Cleaner importance sampling logging + added offset option to KglmDisc

rloganiv · Dec 9, 2019 · 453189b · 453189b
1 parent 39303d5
commit 453189b
Show file tree

Hide file tree

Showing 2 changed files with 19 additions and 8 deletions.
diff --git a/kglm/commands/evaluate_perplexity.py b/kglm/commands/evaluate_perplexity.py
@@ -58,7 +58,7 @@ def add_subparser(self, name: str, parser: argparse._SubParsersAction) -> argpar
 
         subparser.add_argument('--split-size',
                                type=int,
-                               default=1e10,
+                               default=int(1e10),
                                help='Split size (default: whatever iterator was set to)')
 
         subparser.add_argument('--num-samples',
@@ -107,6 +107,10 @@ def add_subparser(self, name: str, parser: argparse._SubParsersAction) -> argpar
 def split(batch, split_size: int):
     sequence_length = batch['source']['tokens'].shape[1]

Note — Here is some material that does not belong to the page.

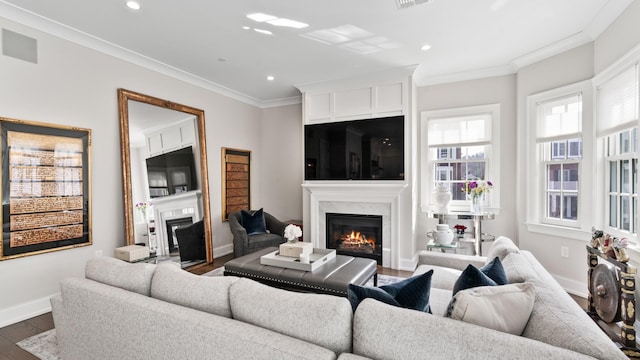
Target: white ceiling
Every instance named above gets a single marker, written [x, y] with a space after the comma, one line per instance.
[204, 41]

     num_splits = sequence_length // split_size
+    if not ((sequence_length % split_size) == 0):
+        num_splits += 1
+    else:
+        logger.warning('Perfect split')
 
     def _chunk(x, start, stop):
         if isinstance(x, dict):
@@ -156,7 +160,7 @@ def evaluate_perplexity(model: Model,
                         temperature: float = 1.0,
                         offset: bool = False,
                         samples_per_batch: int = 1,
-                        split_size: int = 1e10) -> Dict[str, Any]:
+                        split_size: int = int(1e10)) -> Dict[str, Any]:
 
     check_for_gpu(cuda_device)
     logger.info('Iterating over dataset')

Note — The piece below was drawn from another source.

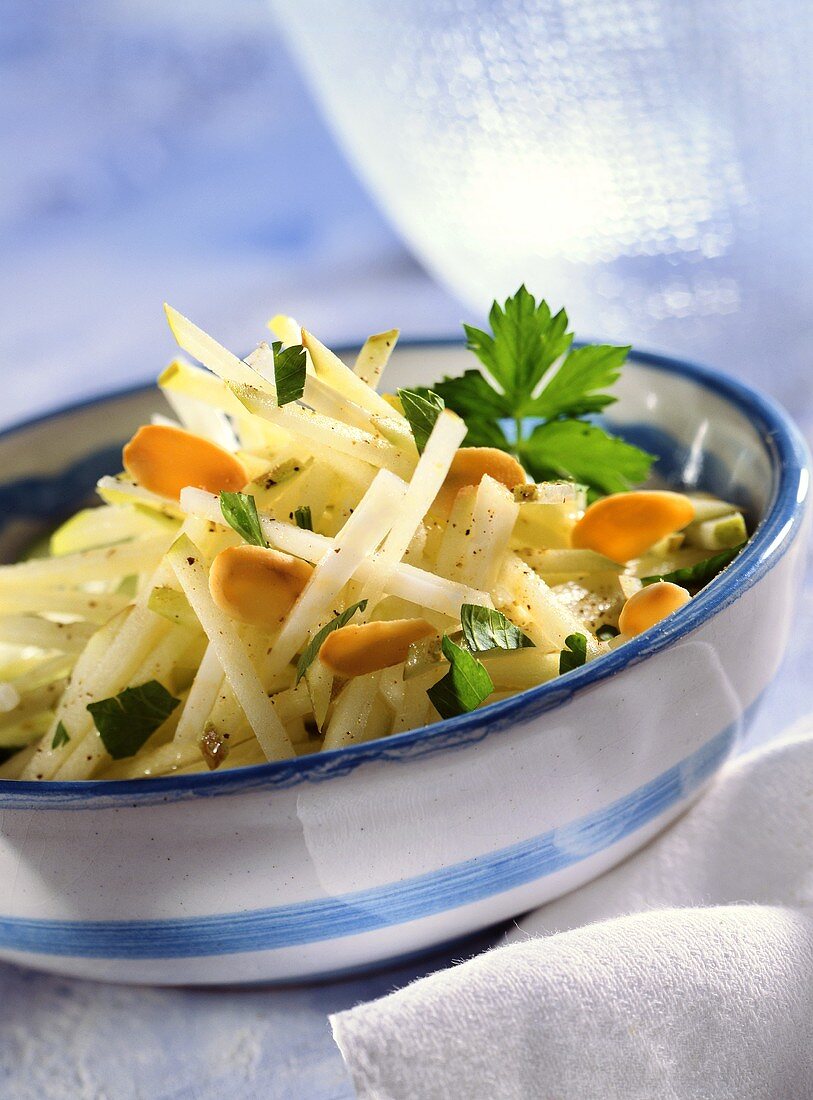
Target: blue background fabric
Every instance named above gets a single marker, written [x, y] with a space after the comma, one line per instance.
[158, 151]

@@ -193,14 +197,17 @@ def evaluate_perplexity(model: Model,
 
         for i in range(num_samples // samples_per_batch):
 
-            logger.info(f'i={i}')
-
             # summand = util.move_to_device(summand, cuda_device)

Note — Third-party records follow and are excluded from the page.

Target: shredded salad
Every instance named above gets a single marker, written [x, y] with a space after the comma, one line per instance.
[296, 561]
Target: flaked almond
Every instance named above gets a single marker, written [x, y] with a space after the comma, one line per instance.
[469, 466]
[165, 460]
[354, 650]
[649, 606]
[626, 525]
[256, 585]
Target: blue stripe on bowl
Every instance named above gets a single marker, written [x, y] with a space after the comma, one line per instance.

             # batch = util.move_to_device(batch, cuda_device)
 
             weights = None
-            for chunk in split(batch, split_size):
-                logger.info('next_chunk')
+            for j, chunk in enumerate(split(batch, split_size)):
+                generator_tqdm.set_description(f"i={i} j={j}")
+
+                chunk_tokens = util.get_text_field_mask(batch['source']).int().sum().item()
+                if chunk_tokens == 0:
+                    logger.debug('Zero chunk, skipping')
+                    continue
 
                 # Draw a sample
                 with torch.no_grad():
@@ -294,7 +301,7 @@ def evaluate_from_args(args: argparse.Namespace) -> Dict[str, Any]:
     # deal with averaging the importance samples across splits ...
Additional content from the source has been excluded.